Он мечтательно прикрыл глаза:
– Придётся повозиться! Но как же это интересно! Надо бы поехать самому, но – обход!
К такому врачу я сразу почувствовал доверие.
Он откинулся на спинку кресла и негромко пропел:
– Гипоталамус игитур!..
– Гиппопотамус… – пробубнил Том себе под нос. Я шикнул на него – тоже очень тихо, а громко сказал:
– Скажите, можно нам немножко ознакомиться с вашим Госпиталем, до обследования моего друга?
– Я возьму вас с собой, сейчас плановый обход, – согласился главный врач, – вы мне не помешаете.
– Да, скажите, а как с эпидемией дурных примеров?
– Эпидемия идёт на убыль, – серьёзно кивнул он. – Причём сама, заметьте, сама! А всё профилактика!
– А в чём же дело? Мы за всё время пребывания ни одного дурного примера не встретили.
Он покачал головой:
– Вам жутко повезло. Дурные примеры обладают большой заразительной силой. Кстати, вам нужно срочно сделать прививки!
– А у нас иммунитет, – спокойно ответил Том.
– А-а-а… у вас твёрдая точка зрения? – обрадовался главврач. Он пощупал у меня и Тома где-то за ушами и у висков, поводил пальцами перед глазами и успокоился: – Да, вам эпидемия не грозит. Тогда пойдёмте, посмотрите.
– Чего это он? – шёпотом спросил Том, едва врач прошёл вперёд и мы локально остались одни, двигаясь следом.
– Проверял прочность точки зрения, – пояснил Гид.
– А как же панталыко?
– Ну, это встроенное, а то – портативное, носимое. От той легче отказаться.
«Действительно, – подумал я, – сойди с плетёнки – и ты без точки зрения».

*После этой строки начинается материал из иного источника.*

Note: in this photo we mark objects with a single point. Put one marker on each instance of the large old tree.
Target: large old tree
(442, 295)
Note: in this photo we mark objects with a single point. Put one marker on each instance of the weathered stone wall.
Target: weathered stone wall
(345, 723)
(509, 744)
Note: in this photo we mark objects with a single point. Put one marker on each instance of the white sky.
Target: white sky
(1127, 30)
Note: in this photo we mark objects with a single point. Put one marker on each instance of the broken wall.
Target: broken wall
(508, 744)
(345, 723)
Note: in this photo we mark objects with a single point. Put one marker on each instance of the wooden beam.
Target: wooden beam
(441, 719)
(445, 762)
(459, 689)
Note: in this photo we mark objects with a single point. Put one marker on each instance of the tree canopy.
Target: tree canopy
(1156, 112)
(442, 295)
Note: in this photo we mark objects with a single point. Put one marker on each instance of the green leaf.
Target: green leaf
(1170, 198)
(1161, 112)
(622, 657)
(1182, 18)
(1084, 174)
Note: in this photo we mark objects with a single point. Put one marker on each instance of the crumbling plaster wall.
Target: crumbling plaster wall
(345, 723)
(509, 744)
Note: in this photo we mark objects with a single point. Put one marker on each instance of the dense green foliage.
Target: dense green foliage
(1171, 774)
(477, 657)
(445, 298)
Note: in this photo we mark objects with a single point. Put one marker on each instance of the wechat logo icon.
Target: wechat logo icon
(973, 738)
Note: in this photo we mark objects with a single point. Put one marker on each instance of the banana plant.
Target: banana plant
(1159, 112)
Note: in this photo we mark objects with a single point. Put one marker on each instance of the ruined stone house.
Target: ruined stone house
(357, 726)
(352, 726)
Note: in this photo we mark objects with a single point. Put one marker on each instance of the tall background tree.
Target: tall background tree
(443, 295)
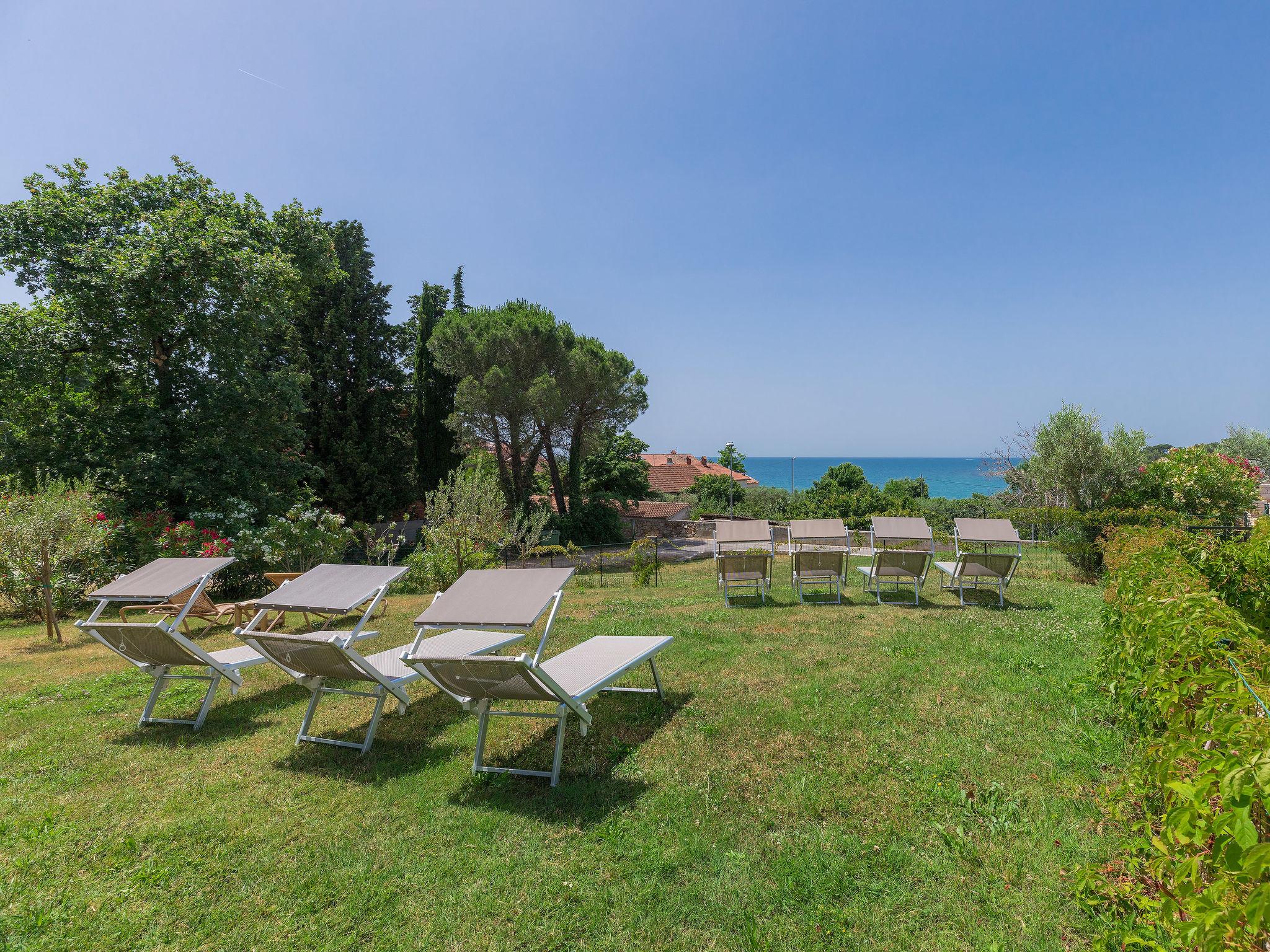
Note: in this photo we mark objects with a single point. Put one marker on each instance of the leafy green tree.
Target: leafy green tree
(842, 493)
(433, 389)
(732, 459)
(711, 493)
(1067, 461)
(47, 404)
(843, 478)
(460, 300)
(1248, 443)
(605, 394)
(169, 300)
(500, 357)
(52, 547)
(355, 403)
(533, 390)
(616, 470)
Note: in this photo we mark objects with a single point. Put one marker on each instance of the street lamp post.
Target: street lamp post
(732, 452)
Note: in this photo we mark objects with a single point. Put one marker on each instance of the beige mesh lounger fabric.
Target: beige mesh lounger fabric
(158, 646)
(819, 569)
(310, 659)
(744, 537)
(902, 552)
(315, 658)
(567, 681)
(819, 550)
(161, 575)
(982, 569)
(751, 574)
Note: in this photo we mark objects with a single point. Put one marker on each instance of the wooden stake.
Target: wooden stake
(51, 628)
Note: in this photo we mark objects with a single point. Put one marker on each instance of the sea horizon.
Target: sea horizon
(950, 477)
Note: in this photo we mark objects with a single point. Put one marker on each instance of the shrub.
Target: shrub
(1202, 483)
(1238, 571)
(308, 535)
(433, 569)
(1078, 534)
(710, 493)
(644, 562)
(466, 523)
(1196, 796)
(593, 523)
(59, 518)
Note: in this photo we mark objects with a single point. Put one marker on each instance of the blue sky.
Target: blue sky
(821, 229)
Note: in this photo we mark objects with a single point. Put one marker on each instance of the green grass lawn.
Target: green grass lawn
(822, 776)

Мы надели белые халаты, белые шапочки и стали похожи если не на настоящих врачей, то на врачей-практикантов – наверняканто.
У двери первой палаты, куда мы зашли, висела табличка: «Болезненные самолюбия». Это обещало многое: я давно хотел… но мы уже вошли, и моё желание осталось за дверью.

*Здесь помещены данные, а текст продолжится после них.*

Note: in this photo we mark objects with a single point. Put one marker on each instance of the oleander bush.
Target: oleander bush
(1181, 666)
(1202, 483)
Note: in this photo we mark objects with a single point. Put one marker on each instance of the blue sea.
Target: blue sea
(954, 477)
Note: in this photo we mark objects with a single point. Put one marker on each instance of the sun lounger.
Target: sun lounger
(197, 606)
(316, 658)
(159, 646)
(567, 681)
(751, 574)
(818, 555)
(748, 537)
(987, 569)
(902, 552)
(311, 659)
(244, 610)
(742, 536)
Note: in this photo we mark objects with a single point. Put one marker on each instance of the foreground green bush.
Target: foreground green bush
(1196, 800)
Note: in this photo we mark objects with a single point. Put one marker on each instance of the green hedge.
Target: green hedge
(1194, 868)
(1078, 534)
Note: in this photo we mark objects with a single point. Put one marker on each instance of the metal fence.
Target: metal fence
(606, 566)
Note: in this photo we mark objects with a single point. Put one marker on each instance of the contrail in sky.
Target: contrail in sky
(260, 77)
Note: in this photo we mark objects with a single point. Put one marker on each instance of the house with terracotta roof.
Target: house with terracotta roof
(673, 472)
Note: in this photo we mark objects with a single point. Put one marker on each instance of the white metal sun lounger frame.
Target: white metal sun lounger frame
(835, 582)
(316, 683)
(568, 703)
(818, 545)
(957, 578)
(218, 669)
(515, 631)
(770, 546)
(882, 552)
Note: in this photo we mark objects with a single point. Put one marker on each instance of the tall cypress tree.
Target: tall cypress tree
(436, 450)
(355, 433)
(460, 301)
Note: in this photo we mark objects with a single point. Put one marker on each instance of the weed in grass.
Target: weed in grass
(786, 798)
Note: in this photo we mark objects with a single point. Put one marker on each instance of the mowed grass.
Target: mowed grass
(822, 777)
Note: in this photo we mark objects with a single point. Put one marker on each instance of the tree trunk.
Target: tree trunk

Палата выглядела большой, но казалась тесной. Она была переполностью заставлена кроватями и соединённой с ними аппаратурой. Видимо, к размещёнию больных здесь применяли старинные подходы, которые установили между кроватями и аппаратурой. В стиле барокко.
К каждому самолюбию применялся особый метод лечения – судя по разнообразному виду приборов.
Первым нам бросилась в глаза – к счастью, в переносном смысле – гора на гровати, то есть кора на кровати, то есть кора на гровати, тьфу! – гора на кровати. Горой лежало гипертрофированное, раздутое самолюбие, с которого что-то беспрерывно капало – не то сало, не то мало, не то само, не то любие. Абсолюбно не то.